Went to watch Black Swan today. I didn't like it much. I think it's because I just don't like the pyschotic theme around it. I don't like the dark element around it and the dark elements literally on the cinematography. Natalie Portman did do really well as a frail paranoid dancer but I don't think she blew me away with her performance. I guess I'm really not excited about this film at all. As I was watching the movie, especially towards the end when Natalie Portman's character got more paranoid, I was thinking if I'm gonna get a nightmare tonight because of the kinda scary (for me) scenes that I really should watch some lighthearted things before I go to sleep tonight. Anyway, if I want to compare it with The King's Speech, I guess I like The King's Speech so much more. I was looking at the list of movies which are nominated for Oscar this year. Obviously I haven't watched all of them, but I'm thinking if I should give my vote to Inception since I was totally blown away when I watched it and I like it a lot. For now, I'm kinda very interested with True Grit. Let's see if we can schedule that and 127 Hours in.
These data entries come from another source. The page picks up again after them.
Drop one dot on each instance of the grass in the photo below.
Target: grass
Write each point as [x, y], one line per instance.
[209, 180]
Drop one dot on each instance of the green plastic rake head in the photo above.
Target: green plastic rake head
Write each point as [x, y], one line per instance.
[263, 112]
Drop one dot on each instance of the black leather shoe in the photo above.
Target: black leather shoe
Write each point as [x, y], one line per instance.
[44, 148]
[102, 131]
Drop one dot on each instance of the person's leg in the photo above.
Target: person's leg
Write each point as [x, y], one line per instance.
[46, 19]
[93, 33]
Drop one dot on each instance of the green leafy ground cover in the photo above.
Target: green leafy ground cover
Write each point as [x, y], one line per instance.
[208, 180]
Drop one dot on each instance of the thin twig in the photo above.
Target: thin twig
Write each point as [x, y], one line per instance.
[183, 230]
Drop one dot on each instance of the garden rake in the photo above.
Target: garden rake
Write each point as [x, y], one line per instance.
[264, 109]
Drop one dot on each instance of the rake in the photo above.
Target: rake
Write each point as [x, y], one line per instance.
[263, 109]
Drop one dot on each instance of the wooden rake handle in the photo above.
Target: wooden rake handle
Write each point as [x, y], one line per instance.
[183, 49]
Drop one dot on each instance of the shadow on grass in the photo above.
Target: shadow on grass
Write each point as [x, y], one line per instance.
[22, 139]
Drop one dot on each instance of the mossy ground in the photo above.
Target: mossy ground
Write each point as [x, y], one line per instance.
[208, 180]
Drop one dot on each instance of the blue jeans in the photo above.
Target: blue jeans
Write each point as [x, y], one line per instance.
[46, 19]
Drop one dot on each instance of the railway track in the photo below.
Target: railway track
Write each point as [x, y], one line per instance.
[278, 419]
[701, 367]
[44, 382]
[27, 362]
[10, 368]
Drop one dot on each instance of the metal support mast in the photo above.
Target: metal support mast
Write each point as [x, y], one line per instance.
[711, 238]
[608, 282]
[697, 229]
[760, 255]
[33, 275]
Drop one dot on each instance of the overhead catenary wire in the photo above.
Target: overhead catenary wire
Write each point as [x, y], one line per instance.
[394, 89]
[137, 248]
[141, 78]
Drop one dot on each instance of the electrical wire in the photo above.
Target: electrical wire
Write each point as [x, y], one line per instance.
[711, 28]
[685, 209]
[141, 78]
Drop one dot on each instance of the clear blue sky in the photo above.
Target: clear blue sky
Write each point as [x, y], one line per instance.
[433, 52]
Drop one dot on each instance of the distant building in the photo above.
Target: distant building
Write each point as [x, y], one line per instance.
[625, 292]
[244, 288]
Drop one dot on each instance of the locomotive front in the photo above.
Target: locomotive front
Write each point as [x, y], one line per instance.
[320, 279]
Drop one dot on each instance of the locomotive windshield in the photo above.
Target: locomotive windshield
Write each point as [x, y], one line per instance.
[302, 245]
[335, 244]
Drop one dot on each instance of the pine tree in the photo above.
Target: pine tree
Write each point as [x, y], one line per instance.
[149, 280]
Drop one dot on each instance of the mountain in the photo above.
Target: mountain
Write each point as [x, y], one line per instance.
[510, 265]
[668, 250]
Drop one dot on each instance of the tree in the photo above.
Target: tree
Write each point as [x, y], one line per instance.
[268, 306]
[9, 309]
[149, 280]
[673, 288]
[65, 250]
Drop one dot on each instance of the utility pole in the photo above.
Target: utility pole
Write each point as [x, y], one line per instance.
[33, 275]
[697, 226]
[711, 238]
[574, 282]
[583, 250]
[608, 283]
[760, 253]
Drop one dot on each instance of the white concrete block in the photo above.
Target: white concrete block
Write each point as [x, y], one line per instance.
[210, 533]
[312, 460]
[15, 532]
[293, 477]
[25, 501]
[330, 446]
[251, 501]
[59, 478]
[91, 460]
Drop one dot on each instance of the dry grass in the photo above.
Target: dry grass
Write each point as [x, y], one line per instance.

On life. I was thinking that I wanted to say there's nothing interesting happening in my life but the truth is there are a few things that I could share and in fact I would really want to share. Unfortunately I cannot write them here and as much as I want to share them, I kinda don't have people whom I can talk to about, well at least people who would just give their time and attention and to hear me completely. I guess it's pretty interesting whom I put my trust into. Like there are people whom other people would never have suspected who knows a great deal about things that I keep quiet. It's rather weird how I choose the people whom I tell my deep thoughts to. Even I get surprised at the randomness of it, especially when I realize one of the people who know quite a whole lot is a boy who's 7 years younger than me. How I became so trusting of this boy, I don't know. I guess when you can talk really well with someone, the conversation just flows. It's too bad this jabber boy is not gonna be around this week. Something happened yesterday and on that instant I was thinking that I wanted to tell him about it. As a substitute I told NanSee about it when she called me last evening. However I don't think she really got it because I couldn't give her a reenactment. Anyway yesterday in the class, I said something along the line that my heart is okay. It happened when we wanted to know how to say, my heart is broken. U thought I was heartbroken and so I said, no my heart is in an okay mode. It is really true and I want to keep it that way. I want a calm and peaceful heart. So whatever butterflies which are trying to flutter, they gotta be crushed. I'm borrowing that line from Blair Waldorf of Gossip Girl. Yes, I have to embarrassingly admit I watch Gossip Girl :( Hmmm, since I cannot elaborate much, I guess I stop now. Have a good week ahead, peeps!